Comprehensively Test Your LLM Code

Overview

Scorable provides a multi-dimensional testing framework that ensures your LLM applications perform reliably across response quality, security, performance, and messaging alignment. This systematic approach helps you identify and prevent issues before they impact production.

Testing Dimensions

1. Response Quality

Correctness and Accuracy

Factual accuracy validation
Context relevance assessment
Coherence and consistency checks
Completeness verification

Implementation:

from scorable import Scorable

client = Scorable(api_key="your-api-key")
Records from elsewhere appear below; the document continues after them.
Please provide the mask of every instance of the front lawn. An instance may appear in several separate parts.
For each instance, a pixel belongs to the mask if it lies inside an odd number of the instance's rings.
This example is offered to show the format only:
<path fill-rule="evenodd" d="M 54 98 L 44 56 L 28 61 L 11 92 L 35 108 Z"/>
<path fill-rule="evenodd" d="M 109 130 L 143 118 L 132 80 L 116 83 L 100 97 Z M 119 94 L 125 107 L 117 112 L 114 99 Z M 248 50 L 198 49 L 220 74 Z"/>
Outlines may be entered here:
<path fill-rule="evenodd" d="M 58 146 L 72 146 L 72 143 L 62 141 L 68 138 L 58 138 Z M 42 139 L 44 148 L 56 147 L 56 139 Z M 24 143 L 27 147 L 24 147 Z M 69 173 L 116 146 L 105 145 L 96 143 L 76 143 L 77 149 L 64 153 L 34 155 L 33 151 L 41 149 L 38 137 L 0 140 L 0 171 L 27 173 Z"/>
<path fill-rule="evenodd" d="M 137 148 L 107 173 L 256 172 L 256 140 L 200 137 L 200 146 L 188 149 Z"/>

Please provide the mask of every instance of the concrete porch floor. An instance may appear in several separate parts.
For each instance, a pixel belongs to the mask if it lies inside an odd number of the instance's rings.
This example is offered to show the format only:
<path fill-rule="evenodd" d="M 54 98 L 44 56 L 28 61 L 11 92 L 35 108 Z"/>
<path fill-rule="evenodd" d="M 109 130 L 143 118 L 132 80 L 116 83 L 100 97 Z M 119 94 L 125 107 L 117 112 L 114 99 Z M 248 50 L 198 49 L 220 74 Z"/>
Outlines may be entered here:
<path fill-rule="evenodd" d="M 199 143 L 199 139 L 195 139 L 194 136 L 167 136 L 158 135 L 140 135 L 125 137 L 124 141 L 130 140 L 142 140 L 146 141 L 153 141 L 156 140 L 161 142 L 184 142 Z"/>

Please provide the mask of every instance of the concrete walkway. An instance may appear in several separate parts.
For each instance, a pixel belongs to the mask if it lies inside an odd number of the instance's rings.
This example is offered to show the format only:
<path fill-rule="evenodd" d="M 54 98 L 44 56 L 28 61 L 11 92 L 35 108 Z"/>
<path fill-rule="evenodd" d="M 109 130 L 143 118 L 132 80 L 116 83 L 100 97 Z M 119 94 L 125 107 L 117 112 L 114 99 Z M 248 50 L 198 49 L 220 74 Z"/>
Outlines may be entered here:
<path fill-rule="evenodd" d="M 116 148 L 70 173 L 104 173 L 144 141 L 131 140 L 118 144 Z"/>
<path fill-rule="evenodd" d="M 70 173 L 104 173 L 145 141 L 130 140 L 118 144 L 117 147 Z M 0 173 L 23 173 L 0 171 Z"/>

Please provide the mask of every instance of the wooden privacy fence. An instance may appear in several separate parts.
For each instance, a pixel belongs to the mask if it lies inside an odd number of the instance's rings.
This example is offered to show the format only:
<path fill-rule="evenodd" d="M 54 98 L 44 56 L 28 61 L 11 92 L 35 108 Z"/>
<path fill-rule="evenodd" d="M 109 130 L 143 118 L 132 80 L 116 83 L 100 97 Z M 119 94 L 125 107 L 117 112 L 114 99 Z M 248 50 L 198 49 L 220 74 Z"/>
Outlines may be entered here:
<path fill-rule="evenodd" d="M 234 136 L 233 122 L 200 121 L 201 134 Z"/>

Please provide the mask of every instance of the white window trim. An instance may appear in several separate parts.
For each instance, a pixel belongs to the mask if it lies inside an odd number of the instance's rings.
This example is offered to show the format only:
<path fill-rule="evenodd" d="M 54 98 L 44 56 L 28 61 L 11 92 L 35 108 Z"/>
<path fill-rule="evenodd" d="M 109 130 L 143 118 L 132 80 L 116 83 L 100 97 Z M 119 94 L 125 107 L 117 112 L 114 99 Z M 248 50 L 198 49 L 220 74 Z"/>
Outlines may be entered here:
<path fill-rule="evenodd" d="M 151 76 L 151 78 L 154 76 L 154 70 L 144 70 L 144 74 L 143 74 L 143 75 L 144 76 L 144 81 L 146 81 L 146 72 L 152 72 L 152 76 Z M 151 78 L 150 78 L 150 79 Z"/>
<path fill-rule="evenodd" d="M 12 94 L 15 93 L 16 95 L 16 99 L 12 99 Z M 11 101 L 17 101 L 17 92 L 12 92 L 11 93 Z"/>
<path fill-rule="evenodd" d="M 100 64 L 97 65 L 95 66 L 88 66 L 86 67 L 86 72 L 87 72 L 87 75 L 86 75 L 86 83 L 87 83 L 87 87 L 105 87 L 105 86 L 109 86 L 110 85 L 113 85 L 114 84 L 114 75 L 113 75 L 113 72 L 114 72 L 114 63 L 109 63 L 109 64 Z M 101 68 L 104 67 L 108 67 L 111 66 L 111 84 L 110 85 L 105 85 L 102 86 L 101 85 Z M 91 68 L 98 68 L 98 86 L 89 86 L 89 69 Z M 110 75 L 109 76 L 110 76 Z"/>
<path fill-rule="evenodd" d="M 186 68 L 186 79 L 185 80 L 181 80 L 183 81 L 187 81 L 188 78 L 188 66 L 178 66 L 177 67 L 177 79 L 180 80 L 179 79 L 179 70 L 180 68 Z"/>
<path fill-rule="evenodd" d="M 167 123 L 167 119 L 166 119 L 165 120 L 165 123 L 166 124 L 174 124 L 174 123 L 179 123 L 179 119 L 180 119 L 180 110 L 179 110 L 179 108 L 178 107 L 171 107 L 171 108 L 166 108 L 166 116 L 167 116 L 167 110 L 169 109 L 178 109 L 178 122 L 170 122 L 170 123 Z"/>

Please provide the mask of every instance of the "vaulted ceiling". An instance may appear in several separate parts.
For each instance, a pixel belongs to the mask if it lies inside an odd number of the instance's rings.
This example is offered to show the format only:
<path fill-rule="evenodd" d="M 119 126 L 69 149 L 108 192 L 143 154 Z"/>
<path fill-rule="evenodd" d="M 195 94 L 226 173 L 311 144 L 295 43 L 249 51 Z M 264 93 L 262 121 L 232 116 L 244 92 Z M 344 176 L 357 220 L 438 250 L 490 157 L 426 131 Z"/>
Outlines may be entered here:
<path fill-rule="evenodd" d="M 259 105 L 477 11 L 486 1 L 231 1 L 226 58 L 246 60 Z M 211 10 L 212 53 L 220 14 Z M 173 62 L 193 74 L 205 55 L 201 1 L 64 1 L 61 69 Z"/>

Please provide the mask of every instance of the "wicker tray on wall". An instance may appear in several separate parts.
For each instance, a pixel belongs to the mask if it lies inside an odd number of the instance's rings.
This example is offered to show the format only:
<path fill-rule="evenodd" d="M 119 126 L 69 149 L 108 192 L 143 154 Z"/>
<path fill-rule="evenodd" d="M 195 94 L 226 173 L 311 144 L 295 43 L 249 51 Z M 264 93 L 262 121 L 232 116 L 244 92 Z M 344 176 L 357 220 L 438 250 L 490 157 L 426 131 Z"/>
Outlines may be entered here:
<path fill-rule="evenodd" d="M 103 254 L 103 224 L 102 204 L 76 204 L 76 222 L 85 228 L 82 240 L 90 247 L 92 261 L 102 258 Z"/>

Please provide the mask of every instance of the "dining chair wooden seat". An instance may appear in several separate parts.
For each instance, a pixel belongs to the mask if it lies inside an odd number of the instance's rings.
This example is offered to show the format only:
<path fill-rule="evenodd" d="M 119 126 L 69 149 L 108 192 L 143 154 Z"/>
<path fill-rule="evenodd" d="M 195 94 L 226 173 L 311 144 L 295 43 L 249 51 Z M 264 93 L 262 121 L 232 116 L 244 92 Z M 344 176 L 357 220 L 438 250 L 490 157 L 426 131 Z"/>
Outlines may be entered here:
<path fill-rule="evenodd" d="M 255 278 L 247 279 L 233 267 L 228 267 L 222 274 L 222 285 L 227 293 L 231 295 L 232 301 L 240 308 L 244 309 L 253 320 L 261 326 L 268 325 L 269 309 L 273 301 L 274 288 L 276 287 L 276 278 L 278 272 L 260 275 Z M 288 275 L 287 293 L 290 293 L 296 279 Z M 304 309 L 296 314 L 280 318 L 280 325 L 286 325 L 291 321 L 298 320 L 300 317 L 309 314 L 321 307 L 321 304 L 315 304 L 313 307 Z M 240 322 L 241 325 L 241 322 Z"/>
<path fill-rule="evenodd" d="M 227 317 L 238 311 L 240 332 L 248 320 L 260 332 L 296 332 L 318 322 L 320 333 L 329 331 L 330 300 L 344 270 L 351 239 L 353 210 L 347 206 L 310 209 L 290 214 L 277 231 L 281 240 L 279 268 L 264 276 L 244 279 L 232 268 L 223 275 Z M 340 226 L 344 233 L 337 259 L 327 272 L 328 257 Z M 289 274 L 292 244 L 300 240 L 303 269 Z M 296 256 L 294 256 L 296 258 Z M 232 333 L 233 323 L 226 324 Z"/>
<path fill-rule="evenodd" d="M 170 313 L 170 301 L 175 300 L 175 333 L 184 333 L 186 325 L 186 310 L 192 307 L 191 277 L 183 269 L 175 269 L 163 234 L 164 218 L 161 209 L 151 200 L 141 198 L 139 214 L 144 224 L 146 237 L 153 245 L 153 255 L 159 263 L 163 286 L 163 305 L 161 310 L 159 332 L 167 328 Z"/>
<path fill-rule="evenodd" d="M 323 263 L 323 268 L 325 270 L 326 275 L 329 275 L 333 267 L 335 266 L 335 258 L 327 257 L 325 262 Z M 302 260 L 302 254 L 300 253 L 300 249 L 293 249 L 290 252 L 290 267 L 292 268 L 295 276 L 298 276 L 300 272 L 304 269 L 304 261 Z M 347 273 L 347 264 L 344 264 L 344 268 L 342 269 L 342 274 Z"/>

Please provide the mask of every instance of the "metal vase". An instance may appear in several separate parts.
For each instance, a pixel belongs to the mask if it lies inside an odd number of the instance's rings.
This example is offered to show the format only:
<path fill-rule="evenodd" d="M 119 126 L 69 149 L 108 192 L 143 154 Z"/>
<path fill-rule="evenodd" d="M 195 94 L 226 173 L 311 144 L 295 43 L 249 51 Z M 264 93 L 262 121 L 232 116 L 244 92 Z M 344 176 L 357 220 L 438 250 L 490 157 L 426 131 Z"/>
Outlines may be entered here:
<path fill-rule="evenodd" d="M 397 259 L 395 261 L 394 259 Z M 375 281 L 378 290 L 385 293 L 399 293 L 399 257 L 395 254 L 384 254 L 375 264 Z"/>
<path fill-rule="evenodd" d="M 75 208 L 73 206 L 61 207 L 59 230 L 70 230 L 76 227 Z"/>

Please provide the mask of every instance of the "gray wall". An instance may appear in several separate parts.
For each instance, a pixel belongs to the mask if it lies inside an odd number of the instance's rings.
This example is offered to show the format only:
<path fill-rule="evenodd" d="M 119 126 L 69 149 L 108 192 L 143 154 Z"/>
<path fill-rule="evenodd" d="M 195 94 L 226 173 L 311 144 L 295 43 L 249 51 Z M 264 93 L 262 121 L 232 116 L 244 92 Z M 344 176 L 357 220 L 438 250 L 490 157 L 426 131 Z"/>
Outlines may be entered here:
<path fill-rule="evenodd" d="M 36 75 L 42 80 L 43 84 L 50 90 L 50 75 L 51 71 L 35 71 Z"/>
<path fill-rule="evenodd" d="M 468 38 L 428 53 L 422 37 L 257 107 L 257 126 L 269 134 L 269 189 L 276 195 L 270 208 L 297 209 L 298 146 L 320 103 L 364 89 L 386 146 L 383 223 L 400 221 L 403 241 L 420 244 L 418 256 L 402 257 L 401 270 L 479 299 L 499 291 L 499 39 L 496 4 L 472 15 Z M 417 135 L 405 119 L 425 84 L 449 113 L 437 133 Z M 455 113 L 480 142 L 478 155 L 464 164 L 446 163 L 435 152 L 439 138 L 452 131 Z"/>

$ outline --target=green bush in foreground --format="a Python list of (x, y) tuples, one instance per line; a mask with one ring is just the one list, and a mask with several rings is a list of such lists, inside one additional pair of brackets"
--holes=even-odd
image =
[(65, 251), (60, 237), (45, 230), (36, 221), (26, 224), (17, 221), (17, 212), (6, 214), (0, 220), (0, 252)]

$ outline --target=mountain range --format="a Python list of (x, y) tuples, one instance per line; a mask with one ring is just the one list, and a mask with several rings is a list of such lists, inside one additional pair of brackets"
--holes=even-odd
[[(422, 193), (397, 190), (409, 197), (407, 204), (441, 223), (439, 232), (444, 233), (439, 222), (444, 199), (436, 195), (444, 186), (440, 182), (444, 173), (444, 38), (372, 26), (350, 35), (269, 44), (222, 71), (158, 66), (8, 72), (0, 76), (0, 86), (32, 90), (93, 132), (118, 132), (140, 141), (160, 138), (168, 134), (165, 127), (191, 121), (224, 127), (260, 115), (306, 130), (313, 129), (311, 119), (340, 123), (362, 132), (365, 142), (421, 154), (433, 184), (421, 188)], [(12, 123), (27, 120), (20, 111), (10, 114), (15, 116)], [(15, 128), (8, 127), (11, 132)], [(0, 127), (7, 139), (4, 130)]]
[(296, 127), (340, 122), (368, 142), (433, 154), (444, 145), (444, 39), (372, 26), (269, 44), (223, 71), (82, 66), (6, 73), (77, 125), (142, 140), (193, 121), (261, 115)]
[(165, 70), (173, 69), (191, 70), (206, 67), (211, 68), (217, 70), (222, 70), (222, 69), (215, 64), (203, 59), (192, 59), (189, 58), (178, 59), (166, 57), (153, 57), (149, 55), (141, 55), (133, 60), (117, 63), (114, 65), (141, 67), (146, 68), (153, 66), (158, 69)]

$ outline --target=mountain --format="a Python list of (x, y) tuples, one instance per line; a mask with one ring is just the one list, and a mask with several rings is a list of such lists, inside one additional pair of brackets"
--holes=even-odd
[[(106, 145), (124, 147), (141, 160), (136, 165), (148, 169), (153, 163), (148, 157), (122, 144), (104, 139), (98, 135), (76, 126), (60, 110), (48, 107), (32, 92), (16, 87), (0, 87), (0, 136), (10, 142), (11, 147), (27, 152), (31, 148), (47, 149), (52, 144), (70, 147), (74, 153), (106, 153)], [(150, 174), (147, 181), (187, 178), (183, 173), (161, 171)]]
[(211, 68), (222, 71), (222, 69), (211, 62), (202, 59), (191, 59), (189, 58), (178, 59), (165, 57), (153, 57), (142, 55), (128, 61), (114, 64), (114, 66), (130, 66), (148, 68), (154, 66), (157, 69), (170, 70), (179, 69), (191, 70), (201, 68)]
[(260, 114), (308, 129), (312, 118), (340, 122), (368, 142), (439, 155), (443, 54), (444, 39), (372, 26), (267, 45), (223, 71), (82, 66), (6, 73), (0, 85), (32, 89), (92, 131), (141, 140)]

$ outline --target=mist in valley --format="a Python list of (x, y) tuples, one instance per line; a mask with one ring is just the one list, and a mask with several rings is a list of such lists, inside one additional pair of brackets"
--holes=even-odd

# Test response quality with multiple evaluators
relevance_result = client.evaluators.Relevance(
    request="What is the capital of France?",
    response="The capital of France is Paris, which is located in the north-central part of the country."
)

coherence_result = client.evaluators.Coherence(
    request="Explain machine learning",
    response="Machine learning is a subset of artificial intelligence that enables computers to learn and improve from experience without being explicitly programmed."
)

completeness_result = client.evaluators.Completeness(
    request="List the benefits of renewable energy",
    response="Renewable energy reduces carbon emissions, lowers long-term costs, and provides energy independence."
)

2. Security & Privacy

Content Safety

Harmlessness validation
Toxicity detection
Child safety assessment

Implementation:

# Security-focused evaluators
safety_result = client.evaluators.Harmlessness(
    request="How do I protect my personal information online?",
    response="To protect your personal information online, use strong passwords, enable two-factor authentication, and be cautious about sharing sensitive data."
)

toxicity_result = client.evaluators.Non_toxicity(
    request="What do you think about this situation?",
    response="I understand your frustration, and I'd be happy to help you find a solution."
)

child_safety_result = client.evaluators.Safety_for_Children(
    request="Tell me about animals",
    response="Animals are fascinating creatures that live in many different environments around the world."
)

3. Performance & Effectiveness

Response Quality Metrics

Helpfulness assessment
Clarity evaluation
Precision measurement

Implementation:

# Performance-focused evaluators
helpfulness_result = client.evaluators.Helpfulness(
    request="I need help setting up my email",
    response="I'd be happy to help you set up your email. First, let's identify which email provider you're using..."
)

clarity_result = client.evaluators.Clarity(
    request="Explain quantum computing",
    response="Quantum computing uses quantum bits (qubits) that can exist in multiple states simultaneously, enabling parallel processing of information."
)

precision_result = client.evaluators.Precision(
    request="What is the population of Tokyo?",
    response="The population of Tokyo is approximately 14 million people in the metropolitan area."
)

4. Messaging Alignment

Communication Style

Tone and formality validation
Politeness assessment
Persuasiveness measurement

Implementation:

# Messaging alignment evaluators
politeness_result = client.evaluators.Politeness(
    request="I want to return this product",
    response="I'd be happy to help you with your return. Let me walk you through the process."
)

formality_result = client.evaluators.Formality(
    request="Please provide the quarterly report",
    response="The quarterly report has been prepared and is attached for your review."
)

persuasiveness_result = client.evaluators.Persuasiveness(
    request="Why should I choose your service?",
    response="Our service offers 24/7 support, competitive pricing, and a proven track record of customer satisfaction."
)

Testing Approaches

Single Evaluator Testing

Basic Evaluation

# Test a single response with one evaluator
result = client.evaluators.Truthfulness(
    request="What was the revenue in Q1 2023?",
    response="The revenue in Q1 2023 was 5.2 million USD.",
    contexts=[
        "Financial statement of 2023: Q1 revenue was 5.2M USD",
        "2023 revenue and expenses report"
    ]
)

print(f"Score: {result.score}")
print(f"Justification: {result.justification}")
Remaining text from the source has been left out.